The opener "Kein Mensch mehr da" is one of three sung in German, and it is perhaps the hardest rocking, in a manner of Eloy's Metromania which was released around the same time, but it is ultimately unconvincing, in contrast to two other uptempo tracks, "Out of Sight", which finds a nice groove and features impressive vocalizations by Marion Weldert, and the rollicking "Lass mich aus". "Gipsy's Campsite" is probably the most reminiscent of the Phoenix album, and would not be out of place there. In terms of ballads, which is most of the album really, they run from the mundane and interminable, "Bygone Song" and "Gutes Nachtlied" closing pair, to the barely passable pure pop of "No More to Say", to the very pleasant "Harvest". which reminds me of a cross between Relf's and Haslam's Renaissance, and features a short but sweet flute-lead guitar transition before the chorus reprises.

While definitely a small p prog rock album, "Labyrinth" is decent for its era, and has a reasonable ratio of good tunes to clunkers. It's really 2.5 stars, rounded down because the only really distinct feature of this band in 1984 was the gender of its talented singer, and prog bands should show a little more pizzazz than that.

Review by ClemofNazareth
3 stars I don't know much about this band, but it seems likely that guitarist Martin Schneider- Weldert had some sort of relationship with band singer Marion Weldert. The fact he's gone on this, the band's second and final album, probably means something happened to that relationship. Maybe not, and don't quote me but it makes sense.

The band has also changed labels, from Heute to Ohrwurm Records, which I also don't know much about but a quick check tells me they were issuing mostly electronica music at the time. Neither label appears to have been very big, and frankly this band doesn't make sense embedded in either label's catalog. In any case there seems to have been a very conscious shift away from progressive music between the band's first and second albums. Makes sense given the times (mid-80s).

Singer Marion Weldert is much more prominent on this record than the first, and she has also switched to singing in English rather than her native German. The music is also considerably more commercial than the first record with shorter tracks more vocally focused, simple rhythms and plenty of guitar arpeggios on songs like "Out of Sight" and "Gipsy's Campsite". Drummer Jürgen Schiaschter has also replaced Christoph Imler and his style is pure arena-rock. The guitar and drum work on songs like "Lass Mich Aus" are in more of the Neue Deutsche Welle style than the more symphonic structures on the band's debut record. There's also the obligatory rock ballad ("No More to Say"), a languid and partially acoustic folksy number ("Harvest") that does sound a bit like the original band, and a bombasticly spacious arena rock number with "Bygone Song".

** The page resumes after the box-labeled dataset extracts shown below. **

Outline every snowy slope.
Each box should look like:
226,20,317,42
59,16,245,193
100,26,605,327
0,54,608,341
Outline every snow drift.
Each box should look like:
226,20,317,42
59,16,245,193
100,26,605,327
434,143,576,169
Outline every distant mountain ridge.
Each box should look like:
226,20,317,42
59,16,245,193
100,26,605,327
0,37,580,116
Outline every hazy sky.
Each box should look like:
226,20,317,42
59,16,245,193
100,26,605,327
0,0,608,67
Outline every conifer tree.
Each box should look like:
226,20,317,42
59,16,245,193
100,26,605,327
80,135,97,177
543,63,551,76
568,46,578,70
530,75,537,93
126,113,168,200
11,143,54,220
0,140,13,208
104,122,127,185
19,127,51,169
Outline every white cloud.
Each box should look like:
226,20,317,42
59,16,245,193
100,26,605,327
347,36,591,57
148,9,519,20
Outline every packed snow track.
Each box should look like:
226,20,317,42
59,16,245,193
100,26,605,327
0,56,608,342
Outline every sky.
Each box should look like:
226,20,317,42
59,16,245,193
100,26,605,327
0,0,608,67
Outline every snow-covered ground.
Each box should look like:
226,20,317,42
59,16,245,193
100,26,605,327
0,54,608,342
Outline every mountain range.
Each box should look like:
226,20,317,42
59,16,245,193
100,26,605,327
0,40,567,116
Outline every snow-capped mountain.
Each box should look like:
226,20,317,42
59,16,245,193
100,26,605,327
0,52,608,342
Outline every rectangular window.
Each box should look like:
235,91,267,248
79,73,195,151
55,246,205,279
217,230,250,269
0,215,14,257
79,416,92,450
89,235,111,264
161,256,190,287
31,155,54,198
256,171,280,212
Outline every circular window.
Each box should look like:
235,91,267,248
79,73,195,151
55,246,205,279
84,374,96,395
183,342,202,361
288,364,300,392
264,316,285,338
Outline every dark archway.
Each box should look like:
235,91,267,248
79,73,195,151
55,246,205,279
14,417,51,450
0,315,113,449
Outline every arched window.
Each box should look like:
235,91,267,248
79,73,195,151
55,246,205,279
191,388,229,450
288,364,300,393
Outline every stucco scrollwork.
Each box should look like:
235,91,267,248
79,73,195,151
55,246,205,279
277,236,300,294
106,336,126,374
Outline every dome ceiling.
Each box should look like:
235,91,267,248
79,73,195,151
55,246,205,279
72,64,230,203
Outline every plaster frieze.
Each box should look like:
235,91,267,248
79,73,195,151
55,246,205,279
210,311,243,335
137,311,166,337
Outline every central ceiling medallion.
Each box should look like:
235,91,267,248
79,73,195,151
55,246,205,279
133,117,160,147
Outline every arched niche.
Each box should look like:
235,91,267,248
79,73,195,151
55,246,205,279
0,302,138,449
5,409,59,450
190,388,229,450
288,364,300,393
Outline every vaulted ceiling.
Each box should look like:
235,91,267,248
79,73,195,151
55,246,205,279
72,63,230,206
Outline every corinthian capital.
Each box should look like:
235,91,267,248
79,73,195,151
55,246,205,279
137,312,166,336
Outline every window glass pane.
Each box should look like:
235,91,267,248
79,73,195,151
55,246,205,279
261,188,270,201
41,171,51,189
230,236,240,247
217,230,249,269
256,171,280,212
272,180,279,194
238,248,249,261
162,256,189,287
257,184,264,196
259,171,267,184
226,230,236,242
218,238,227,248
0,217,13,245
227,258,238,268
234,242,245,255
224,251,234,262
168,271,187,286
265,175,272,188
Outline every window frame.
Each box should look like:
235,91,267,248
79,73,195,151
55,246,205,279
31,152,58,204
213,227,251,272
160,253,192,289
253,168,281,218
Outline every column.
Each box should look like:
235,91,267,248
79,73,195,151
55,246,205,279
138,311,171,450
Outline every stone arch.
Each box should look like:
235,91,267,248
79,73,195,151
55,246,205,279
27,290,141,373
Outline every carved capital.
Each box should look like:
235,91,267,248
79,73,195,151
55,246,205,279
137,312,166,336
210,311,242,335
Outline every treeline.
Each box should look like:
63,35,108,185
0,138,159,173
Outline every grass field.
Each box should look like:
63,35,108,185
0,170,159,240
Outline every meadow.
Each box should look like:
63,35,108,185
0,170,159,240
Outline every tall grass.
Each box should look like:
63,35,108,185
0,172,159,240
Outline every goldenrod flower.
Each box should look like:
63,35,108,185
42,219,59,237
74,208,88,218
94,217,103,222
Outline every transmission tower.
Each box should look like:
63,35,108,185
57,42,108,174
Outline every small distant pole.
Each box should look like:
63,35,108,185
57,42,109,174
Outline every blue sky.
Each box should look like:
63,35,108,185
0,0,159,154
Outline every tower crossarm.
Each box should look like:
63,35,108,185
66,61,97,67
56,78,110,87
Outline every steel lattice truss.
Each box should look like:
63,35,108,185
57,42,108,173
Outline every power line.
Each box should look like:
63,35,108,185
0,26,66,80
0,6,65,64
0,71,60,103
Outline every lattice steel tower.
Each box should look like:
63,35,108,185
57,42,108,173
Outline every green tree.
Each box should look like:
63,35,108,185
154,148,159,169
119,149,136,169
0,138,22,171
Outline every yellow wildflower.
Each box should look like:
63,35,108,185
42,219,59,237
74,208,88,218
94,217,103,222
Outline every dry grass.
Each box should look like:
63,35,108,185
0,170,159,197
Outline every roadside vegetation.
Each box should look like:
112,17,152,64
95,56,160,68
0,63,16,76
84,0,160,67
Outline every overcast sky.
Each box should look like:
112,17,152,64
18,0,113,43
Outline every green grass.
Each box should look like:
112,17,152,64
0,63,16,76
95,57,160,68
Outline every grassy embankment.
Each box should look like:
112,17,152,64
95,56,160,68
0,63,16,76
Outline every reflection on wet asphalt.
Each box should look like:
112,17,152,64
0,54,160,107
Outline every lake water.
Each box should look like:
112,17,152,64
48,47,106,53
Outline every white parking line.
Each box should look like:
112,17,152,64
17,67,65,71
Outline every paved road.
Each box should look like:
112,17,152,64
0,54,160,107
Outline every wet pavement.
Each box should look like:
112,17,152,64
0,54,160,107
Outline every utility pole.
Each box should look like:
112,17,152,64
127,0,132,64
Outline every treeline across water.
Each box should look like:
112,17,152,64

The second half of the album is closer to progressive rock than the first, but honestly this is not really any more progressive or symphonic than most of the rest of the music being pushed out in the early and mid eighties. The one bright spot comes from Peter Laubmeier's piano, which is as exquisite and beautiful here as on the first record, particularly on "Gutes Nachtlied" where Weldert reverts to German for the vocal parts.

This album has never been reissued on CD as far as I know, and it isn't all that easy to find today. There's probably good reason why the new generation of progressive labels have avoided remastering and re-releasing it, mostly because it really isn't all that great of an album. The music is pretty decent, but nothing that a hundred other bands weren't already doing at the time.

I can't say as this record is worth seeking out unless you are a real fan of the band or just a curious collector with deep pockets. That said, the music is decent enough that two stars seems to be an undeserved insult, so in consideration of the relative standards of the time period in which it was recorded I'll go with three stars, but only a mild recommendation.